When they set out to ‘put the idea to code’ for this enhancement, they very quickly noticed that tiny changes they made to make scrolling easier affected countless other aspects of the program. So, they spent many many months, and the fruit of their labor is finally here for us all!

Microsoft has heard from many of you that scrolling issues are prevalent, especially on large spreadsheets with a lot of data to keep track of. The main engineering reason is that Excel automatically snapped to the top-left cell as you scrolled. Although you may think this would be an easy fix, as I said above, altering ‘a few lines of code’, can affect a whole lot more.

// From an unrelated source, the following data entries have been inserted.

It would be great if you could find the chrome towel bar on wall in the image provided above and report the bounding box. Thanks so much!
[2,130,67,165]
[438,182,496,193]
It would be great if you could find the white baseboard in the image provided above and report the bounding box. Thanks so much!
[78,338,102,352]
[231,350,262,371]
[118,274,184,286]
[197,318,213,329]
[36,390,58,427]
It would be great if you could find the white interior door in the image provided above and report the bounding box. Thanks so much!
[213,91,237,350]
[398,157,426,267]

Here’s a partial list of what they found to be affected: freezing panes, cutting and pasting, filtering, resizing rows, cell styles, comments, dragging and filling, and much more!

Smooth Scrolling is here!

How smooth scrolling works in Excel

When you’re scrolling in a sheet with very large or tall cells, the former way Excel snapped to the grid made it hard to view your data. Thanks to a lot of feedback and suggestions from end-users (feedback rocks!), they took it upon themselves to fix the issue by making the scrolling much smoother. There are two parts to what they updated:

  • First, it’s smoother during the scroll function using the mouse wheel or the scrollbars. (Using the touch screen and touch pad already scrolls smoothly)
  • Second, you can stop scrolling partway through a row or column. Excel won’t force you to go any further than you want.

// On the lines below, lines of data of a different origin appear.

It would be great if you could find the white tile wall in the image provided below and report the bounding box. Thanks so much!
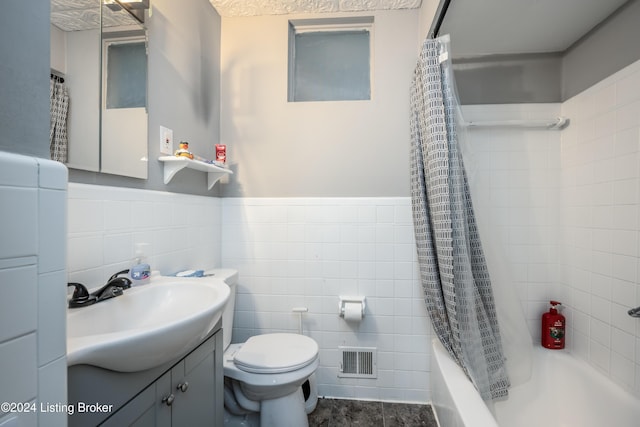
[462,104,561,343]
[222,198,431,402]
[68,183,221,288]
[0,152,67,426]
[560,57,640,396]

Want to know more about smooth scrolling in Excel?

I will try to give you the ‘Cliff Notes’ version of the engineering explained in a recent blog post on the subject. Microsoft found two main types of issues because of not snapping to the edges and scrolling smoothly. One set dealt with how objects are positioned on the sheet. The other is related to how objects are displayed while scrolling.

SmoothScroll1
Screenshot of a table in Excel showing the mouse is clicking on cell E5, but cell G5 becomes selected, due to an offset from column B being scrolled partway out of view, causing an “offset” which was not possible when Excel always snapped to the edge of a column.

Using your touch screen is similar. Excel calculates what should be in the place where you touched, and it always assumed the sheet would be snapped (to the upper left). If they scrolled partway through a row and tried to draw on the sheet, there would be a gap near the bottom of the sheet where Excel couldn’t draw anything.

SmoothScroll2
This image shows that since row 1 is scrolled partway out of view, the “offset” caused a drawing problem near the bottom of the sheet. Drawing near the bottom of the sheet stopped working in an area the same height as the amount of row 1 which is out of view.

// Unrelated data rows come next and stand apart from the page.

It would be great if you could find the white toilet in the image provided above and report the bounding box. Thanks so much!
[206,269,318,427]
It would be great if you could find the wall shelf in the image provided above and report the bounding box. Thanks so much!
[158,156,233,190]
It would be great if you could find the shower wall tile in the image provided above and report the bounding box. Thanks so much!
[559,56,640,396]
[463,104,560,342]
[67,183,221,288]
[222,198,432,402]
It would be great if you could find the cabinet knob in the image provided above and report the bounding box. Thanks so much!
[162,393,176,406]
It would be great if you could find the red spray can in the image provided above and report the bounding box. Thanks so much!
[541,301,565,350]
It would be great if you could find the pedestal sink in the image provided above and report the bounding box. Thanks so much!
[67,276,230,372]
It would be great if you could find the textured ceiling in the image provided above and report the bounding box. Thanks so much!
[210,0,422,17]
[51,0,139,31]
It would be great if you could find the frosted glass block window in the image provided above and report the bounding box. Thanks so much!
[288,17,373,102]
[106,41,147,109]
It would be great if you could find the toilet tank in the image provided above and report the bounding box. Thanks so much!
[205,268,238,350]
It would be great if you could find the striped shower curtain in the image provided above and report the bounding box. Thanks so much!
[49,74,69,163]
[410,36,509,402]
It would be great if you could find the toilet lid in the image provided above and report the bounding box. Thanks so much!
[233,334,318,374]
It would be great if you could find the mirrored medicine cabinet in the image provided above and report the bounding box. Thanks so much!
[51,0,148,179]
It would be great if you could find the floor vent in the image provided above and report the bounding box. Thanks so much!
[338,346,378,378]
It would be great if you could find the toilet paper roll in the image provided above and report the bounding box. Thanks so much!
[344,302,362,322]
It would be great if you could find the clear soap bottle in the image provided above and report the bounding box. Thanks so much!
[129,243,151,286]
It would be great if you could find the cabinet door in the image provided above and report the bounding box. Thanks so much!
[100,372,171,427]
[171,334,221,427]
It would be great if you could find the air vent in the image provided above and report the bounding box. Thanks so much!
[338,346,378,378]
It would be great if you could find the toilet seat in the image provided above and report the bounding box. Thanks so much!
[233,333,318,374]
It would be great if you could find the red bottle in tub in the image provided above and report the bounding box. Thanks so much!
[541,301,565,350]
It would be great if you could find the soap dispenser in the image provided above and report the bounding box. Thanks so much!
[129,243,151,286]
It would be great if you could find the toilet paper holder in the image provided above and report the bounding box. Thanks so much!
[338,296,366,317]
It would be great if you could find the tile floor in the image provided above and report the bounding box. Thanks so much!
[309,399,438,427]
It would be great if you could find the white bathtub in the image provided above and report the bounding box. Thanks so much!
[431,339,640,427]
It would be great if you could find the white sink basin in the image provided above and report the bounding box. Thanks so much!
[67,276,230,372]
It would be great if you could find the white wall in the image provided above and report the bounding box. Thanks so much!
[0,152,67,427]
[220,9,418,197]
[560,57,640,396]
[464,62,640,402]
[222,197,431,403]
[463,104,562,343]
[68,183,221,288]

Remember that ‘partial’ list above detailing some of the features of Excel that were affected when the engineers and developers started work on this monumental task? Here’s a nice word cloud showing the full extent!

SmoothScroll3
A word cloud diagram listing various aspects of Excel in different font sizes, colors, and angles. The largest words are “freeze panes”, “scrollbar”, “RTLSheet”, “PLV”, “data validation”, “edit cell”, and comments. There are other smaller words scattered around the larger words.

Feature availability

This new scrolling feature is available to Office Insiders on the Beta Channel or Current Channel (Preview) with version 2109 or higher (14430.20000). As Microsoft loves to point out, these features are rolled out gradually to make sure a large bug is not blasted out to 1 billion Office users at once. It is expected to be available to all Microsoft 365 subscribers by 1st quarter, 2022.